バンコクにあるお寺「ワット アマリンタラーラーム ウォラウィハーン」はアユタヤ王国時代の1657-58年頃に建てられ、18世紀にバンコクに都を定めたトンブリ王朝のタークシン王(在位1767年ー1782年)の治世に王室管理寺院に昇格しました。


その後チャクリー王朝のラーマ1世(在位1782年ー1809年)により大規模な改修がなされ、ラーマ1世の妃、アマリンドララム王妃の名前に因んで「ワット アマリンタラーラーム ウォラウィハーン」と命名されました。

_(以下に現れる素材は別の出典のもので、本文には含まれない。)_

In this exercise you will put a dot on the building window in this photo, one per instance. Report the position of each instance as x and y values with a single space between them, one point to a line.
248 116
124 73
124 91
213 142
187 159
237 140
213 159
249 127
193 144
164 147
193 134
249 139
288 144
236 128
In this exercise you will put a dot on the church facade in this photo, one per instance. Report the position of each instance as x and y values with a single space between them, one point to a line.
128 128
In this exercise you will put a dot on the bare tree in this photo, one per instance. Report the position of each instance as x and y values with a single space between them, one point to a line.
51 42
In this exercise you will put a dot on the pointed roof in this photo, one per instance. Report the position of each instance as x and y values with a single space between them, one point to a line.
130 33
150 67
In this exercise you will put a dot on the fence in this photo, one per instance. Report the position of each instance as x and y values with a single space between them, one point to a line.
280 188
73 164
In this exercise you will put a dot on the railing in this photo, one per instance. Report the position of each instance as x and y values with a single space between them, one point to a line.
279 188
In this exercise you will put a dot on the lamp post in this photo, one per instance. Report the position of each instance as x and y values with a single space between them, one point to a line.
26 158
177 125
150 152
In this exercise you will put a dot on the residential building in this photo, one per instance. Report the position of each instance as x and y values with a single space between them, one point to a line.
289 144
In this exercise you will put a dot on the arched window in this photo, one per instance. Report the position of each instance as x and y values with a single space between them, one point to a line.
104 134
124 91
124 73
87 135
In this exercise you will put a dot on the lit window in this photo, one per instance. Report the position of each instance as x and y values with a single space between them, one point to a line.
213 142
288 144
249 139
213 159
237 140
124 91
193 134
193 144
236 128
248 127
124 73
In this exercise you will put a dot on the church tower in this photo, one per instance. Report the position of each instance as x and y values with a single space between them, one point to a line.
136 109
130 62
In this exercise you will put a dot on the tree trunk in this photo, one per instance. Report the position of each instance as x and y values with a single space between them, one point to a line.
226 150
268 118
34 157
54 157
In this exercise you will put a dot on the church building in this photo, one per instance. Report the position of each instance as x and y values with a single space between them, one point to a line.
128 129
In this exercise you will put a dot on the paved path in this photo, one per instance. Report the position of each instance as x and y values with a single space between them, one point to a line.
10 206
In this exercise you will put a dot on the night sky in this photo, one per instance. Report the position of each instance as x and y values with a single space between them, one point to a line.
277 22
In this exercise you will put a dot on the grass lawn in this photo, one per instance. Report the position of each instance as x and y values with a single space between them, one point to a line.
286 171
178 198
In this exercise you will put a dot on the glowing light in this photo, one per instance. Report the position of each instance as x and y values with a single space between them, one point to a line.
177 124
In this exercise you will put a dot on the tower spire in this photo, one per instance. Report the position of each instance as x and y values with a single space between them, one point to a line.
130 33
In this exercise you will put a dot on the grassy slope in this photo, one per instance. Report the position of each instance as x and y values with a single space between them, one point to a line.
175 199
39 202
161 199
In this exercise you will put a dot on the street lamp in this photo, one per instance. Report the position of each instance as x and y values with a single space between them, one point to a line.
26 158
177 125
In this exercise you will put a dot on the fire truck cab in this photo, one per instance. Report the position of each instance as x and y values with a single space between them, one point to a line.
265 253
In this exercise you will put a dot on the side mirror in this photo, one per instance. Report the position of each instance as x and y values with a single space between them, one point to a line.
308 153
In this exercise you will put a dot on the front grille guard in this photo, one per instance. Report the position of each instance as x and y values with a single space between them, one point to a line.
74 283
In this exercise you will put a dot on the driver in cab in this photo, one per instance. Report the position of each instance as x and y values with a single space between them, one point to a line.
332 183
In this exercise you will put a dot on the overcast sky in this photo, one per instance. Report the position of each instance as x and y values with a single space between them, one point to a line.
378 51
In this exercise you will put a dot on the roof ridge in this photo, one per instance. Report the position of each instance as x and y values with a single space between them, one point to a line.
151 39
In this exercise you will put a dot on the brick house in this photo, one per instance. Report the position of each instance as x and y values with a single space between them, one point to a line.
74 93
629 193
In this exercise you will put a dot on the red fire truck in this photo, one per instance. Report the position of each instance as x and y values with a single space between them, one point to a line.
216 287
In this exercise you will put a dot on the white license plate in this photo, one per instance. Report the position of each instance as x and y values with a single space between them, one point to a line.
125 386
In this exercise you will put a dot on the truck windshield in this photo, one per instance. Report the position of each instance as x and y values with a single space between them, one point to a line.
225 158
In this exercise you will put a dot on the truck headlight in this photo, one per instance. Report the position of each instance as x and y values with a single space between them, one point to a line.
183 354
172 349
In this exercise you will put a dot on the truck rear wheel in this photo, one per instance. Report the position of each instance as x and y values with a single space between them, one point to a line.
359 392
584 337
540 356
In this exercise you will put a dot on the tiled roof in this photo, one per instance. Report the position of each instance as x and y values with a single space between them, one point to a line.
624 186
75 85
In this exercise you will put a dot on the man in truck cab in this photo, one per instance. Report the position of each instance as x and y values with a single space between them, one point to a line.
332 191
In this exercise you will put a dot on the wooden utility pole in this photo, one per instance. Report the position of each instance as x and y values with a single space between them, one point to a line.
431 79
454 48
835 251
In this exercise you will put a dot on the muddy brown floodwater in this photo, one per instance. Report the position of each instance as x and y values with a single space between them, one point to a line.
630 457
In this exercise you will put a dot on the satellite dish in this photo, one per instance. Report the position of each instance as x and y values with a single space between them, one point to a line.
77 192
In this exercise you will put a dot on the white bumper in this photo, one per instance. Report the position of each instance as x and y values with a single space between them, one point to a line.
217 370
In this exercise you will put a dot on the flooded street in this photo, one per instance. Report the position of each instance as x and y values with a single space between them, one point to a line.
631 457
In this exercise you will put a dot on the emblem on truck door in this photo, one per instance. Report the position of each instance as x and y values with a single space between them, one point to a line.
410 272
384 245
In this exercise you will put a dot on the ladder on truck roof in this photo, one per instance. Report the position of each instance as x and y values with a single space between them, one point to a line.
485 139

こうして改修されたワット アマリンタラーラーム ウォラウィハーン」ですが、第2時世界大戦において連合軍の爆撃により甚大な被害を受けたにもかかわらず、本堂だけは奇跡的に被害を免れ現在に至っています。


地図

トンブリレイルウェイ駅桟橋より徒歩7分


境内の様子

本堂は閉まっているため横にあるお堂にてお参りをします。


タイではお皿の形をしたロウソクを水に浮かべる習慣があります。


アマリンドララム王妃

アマリンドララム王妃は1737年にアユタヤ王族の娘として生まれ、1760年頃にアユタヤ貴族のチャクリー卿(後のラーマ1世)に嫁しました。


しかし幸せな結婚生活もつかの間、1767年にビルマ軍によりアユタヤ王国は滅亡しアマリンドララム王妃は深い森へ避難を余儀なくされその間に4人の子供を出産しました。


1767年にビルマ軍を撃退したタークシン王は都をバンコクに定め、その後アマリンドララム王妃も避難先からビルマ軍の脅威がなくなったバンコクに移住しました。


その頃、タークシン王はアユタヤ王国の旧領を取り戻すべく各地に軍を派遣しており、1779年に夫のチャクリー卿がラオス遠征軍の司令官として戦場に赴きました。


夫と不和になる

ラオス遠征は成功しチャクリー卿はエメラルド仏など多くの戦利品と共にバンコクに凱旋しチャクリー卿はラオスのヴィエンチャン王国の娘、カムウェン妃を側室としました。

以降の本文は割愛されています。